# Gustave got bit :(



## eiksaa (Jun 8, 2012)

When things have to go wrong, they just do. I was SO diligent about picking a daycare for him. And this place had great reviews online, I had people I know recommend it to me, I checked it out so many times and still something goes wrong. 

We dropped off Gustave at the daycare today and got a call from them within an hour. A dog was drinking water out of a bowl and when Gustave tried to drink out of the same bowl that other dog bit him above his eye. They called me from the vet's office and I got there ASAP. 

It looked worse than it actually was. I guess all that white hair makes the blood look more dramatic. He didn't get any stitches. They put some surgical glue on it and gave us antibiotics. They said he should heal in a week. I am more concerned about him fearing dogs now. 

The daycare people looked like they didn't know what hit them. They said that other dog had never shown any aggression and it happened really quick. They said he was never coming back. Well, I told them Gustave wasn't either. They returned us all the money we have paid them till now and also paid the vet bills. 
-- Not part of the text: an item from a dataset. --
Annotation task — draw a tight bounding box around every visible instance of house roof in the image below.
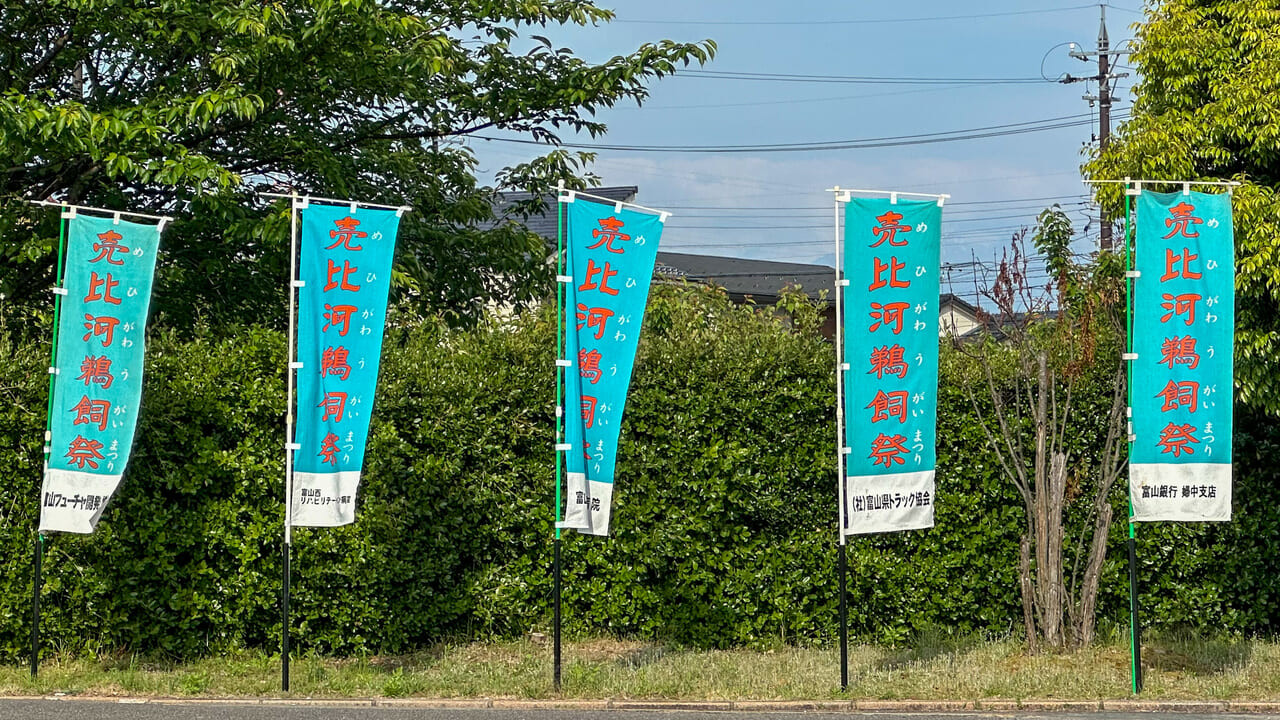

As for poor Gustave, he is acting normal. I did find out he eats pills like a champ. I don't know if I can bear to send him to any daycare now but I do think he needs positive dog social experiences STAT! I am thinking of calling all my dog owner friends and arranging play dates. At the vet there were other dogs and Gustave acted completely normal. Is it possible this experience possibly didn't mess him up forever? 

My husband says he's like me. Always calm and indifferent,like he doesn't care.  I told him it's not a compliment. 

They had to shave Gustave to see how deep the wound was. Not a lot but you can see a bit of his eyelid. My first reaction was, "Wow, that's black!" I am not too concerned about it, hair grows back. I am very proud of my little baby for going through all this and still being 'normal'. Sometimes **** happens and what we do with it is upto us. I am glad he's OK and nothing worse happened. 


Sent from my iPhone using Petguide.com Free App


----------



## Lmojeda (Sep 22, 2012)

I'm sorry he had such a traumatic experience! But glad he is ok! He is a trooper. 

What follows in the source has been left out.